Understanding the properties of the stochastic phase field models is crucial to model processes in several practical applications, such as soft matters and phase separation in random environments. To describe such random evolution, this work proposes and studies two mathematical models and their numerical approximations for parabolic stochastic partial differential equation (SPDE) with a logarithmic Flory--Huggins energy potential. These multiscale models are built based on a regularized energy technique and thus avoid possible singularities of coefficients. According to the large deviation principle, we show that the limit of the proposed models with small noise naturally recovers the classical dynamics in deterministic case. Moreover, when the driving noise is multiplicative, the Stampacchia maximum principle holds which indicates the robustness of the proposed model. One of the main advantages of the proposed models is that they can admit the energy evolution law and asymptotically preserve the Stampacchia maximum bound of the original problem.

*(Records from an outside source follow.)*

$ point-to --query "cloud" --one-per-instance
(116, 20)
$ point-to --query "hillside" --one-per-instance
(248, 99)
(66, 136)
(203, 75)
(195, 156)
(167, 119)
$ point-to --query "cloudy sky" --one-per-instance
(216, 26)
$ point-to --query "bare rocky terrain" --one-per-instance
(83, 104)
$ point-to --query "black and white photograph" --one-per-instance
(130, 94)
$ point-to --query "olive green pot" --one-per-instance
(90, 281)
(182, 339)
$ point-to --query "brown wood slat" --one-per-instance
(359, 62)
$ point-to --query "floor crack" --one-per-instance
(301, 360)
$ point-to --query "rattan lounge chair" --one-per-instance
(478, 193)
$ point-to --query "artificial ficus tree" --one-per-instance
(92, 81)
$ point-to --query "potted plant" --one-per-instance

To numerically capture these asymptotic behaviors, we investigate the semi-implicit discretizations for regularized logrithmic SPDEs. Several numerical results are presented to verify our theoretical findings.

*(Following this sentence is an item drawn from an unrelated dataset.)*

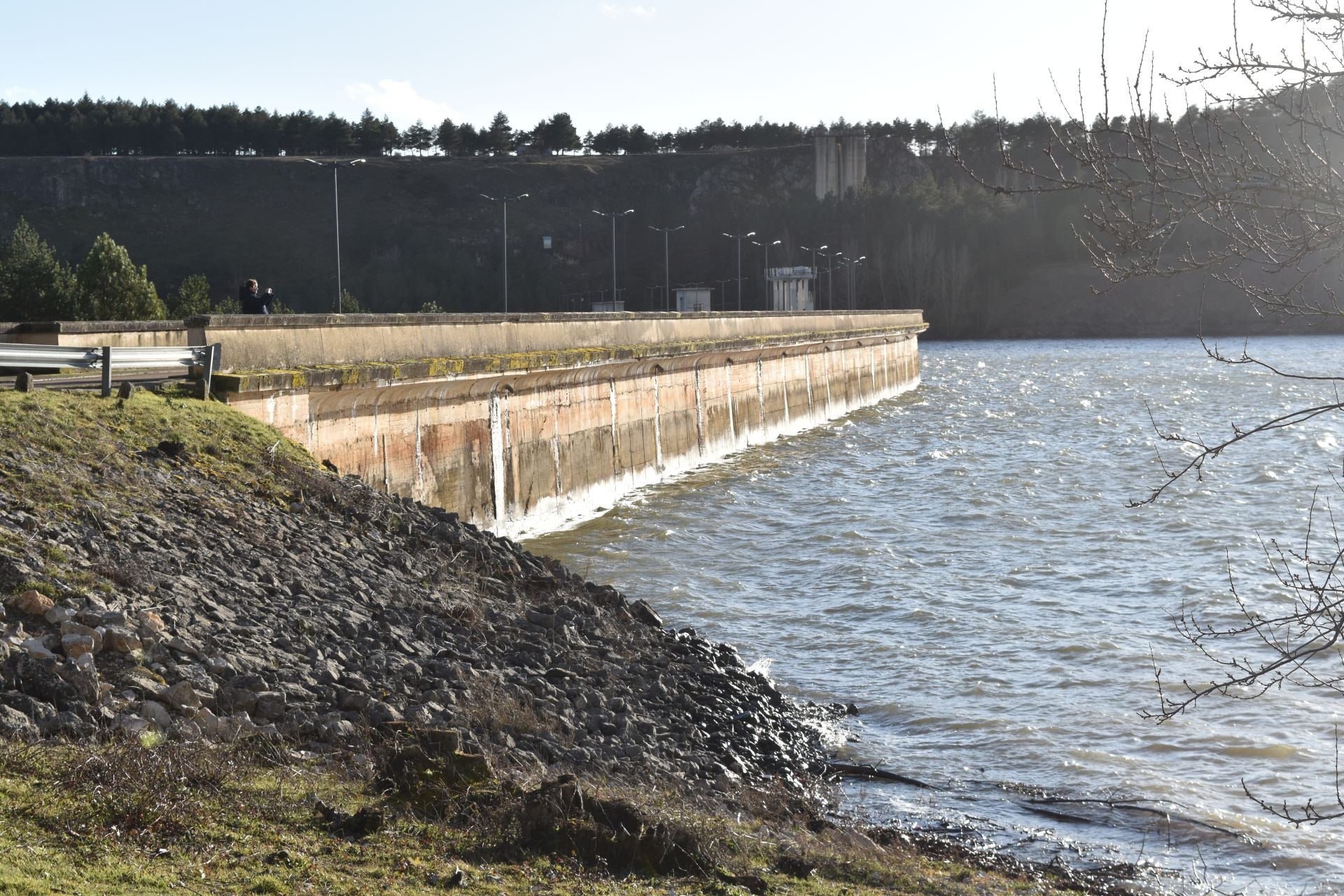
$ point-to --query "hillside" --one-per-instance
(416, 230)
(413, 230)
(223, 669)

翻译：理解随机相场模型的特性对于模拟诸多实际应用中的过程至关重要，例如软物质和随机环境中的相分离。为描述此类随机演化，本文提出并研究了两个数学模型及其数值逼近，用于求解具有对数型Flory-Huggins能量势的抛物型随机偏微分方程。这些多尺度模型基于能量正则化技术构建，从而避免了系数可能出现的奇异性。根据大偏差原理，我们证明了所提模型在小噪声条件下的极限能够自然恢复确定性情形下的经典动力学行为。此外，当驱动噪声为乘性时，Stampacchia极大值原理成立，这体现了所提模型的稳健性。所提模型的主要优势之一在于能够满足能量演化律，并渐近保持原问题的Stampacchia极大值界限。为在数值上捕捉这些渐近行为，我们研究了正则化对数型随机偏微分方程的半隐式离散格式。最后给出若干数值结果以验证我们的理论发现。